Welchen Standard der “Unterhaltung” am kalten Buffet die Abgeordneten im Europaparlament gewohnt sind, das kann man dem lesenswerten Buch „The Great European Rip-Off“ von David Craig und Matthew Elliott entnehmen:

Champagner, Kaviar und Räucherlachs sind das, was man als EU-Parlamentarier gewohnt ist. Ob die Abgeordneten der ENF einen wirklich überdurchschnittlichen Verbrauch entwickelt haben oder aus anderen Gründen, Gegenstand der genaueren Kontrolle geworden sind, das sind ebenso offene Fragen, wie die Frage, wo die Mitglieder des Haushaltskontrollausschusses die Grenze zur Verschwendung ziehen.

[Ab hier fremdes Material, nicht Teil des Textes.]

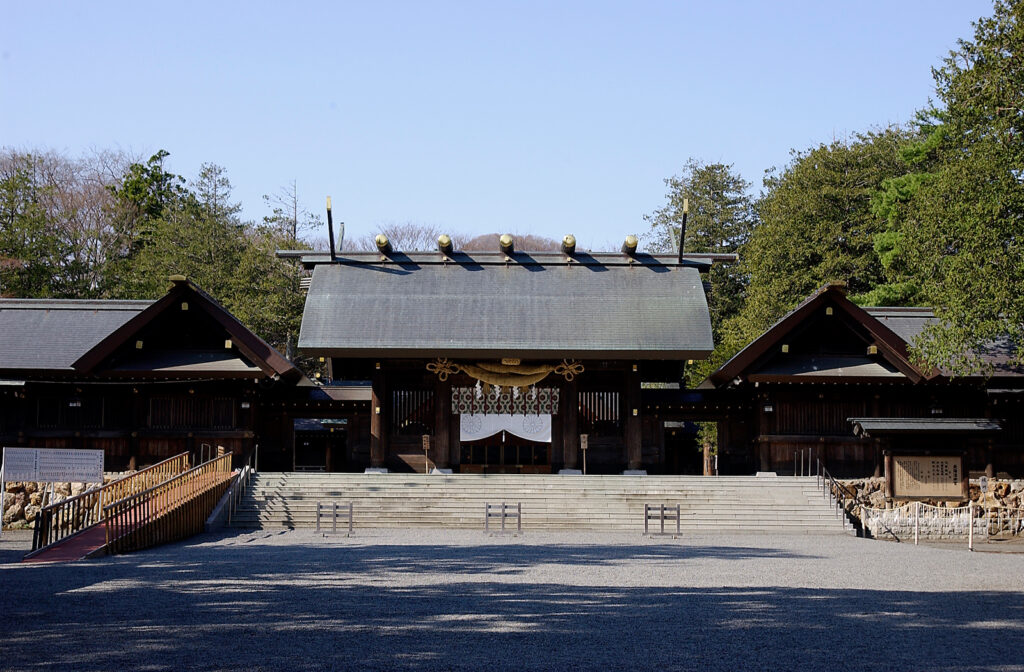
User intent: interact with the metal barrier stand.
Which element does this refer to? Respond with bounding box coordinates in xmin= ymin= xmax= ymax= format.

Sind Essen für 200 Euro noch normal, werden 300 Euro noch geduldet, bei 400 Euro eine Grenze gezogen? Was ist die tolerierte Anzahl von Champagnerflaschen pro Fraktion und Jahr 230? 149? 18?

Journalisten, die ihr Geld wert sind, stellen sich solche Fragen nicht nur, sie drängen auch auf Antworten.

Leider sucht man heute derartige kritische Journalisten vergeblich. Den meisten muss man als Chef einer Pressestelle nur einen Köder hinhalten, der ihrer politischen Gesinnung entspricht, und schon hat man den Druck sicher und kann sich vor allem sicher sein, dass keine unangenehmen Nachfragen gestellt werden.

Das erinnert an den einstigen Glauben an die Presse als vierte Kontrollinstanz in demokratischen Systemen.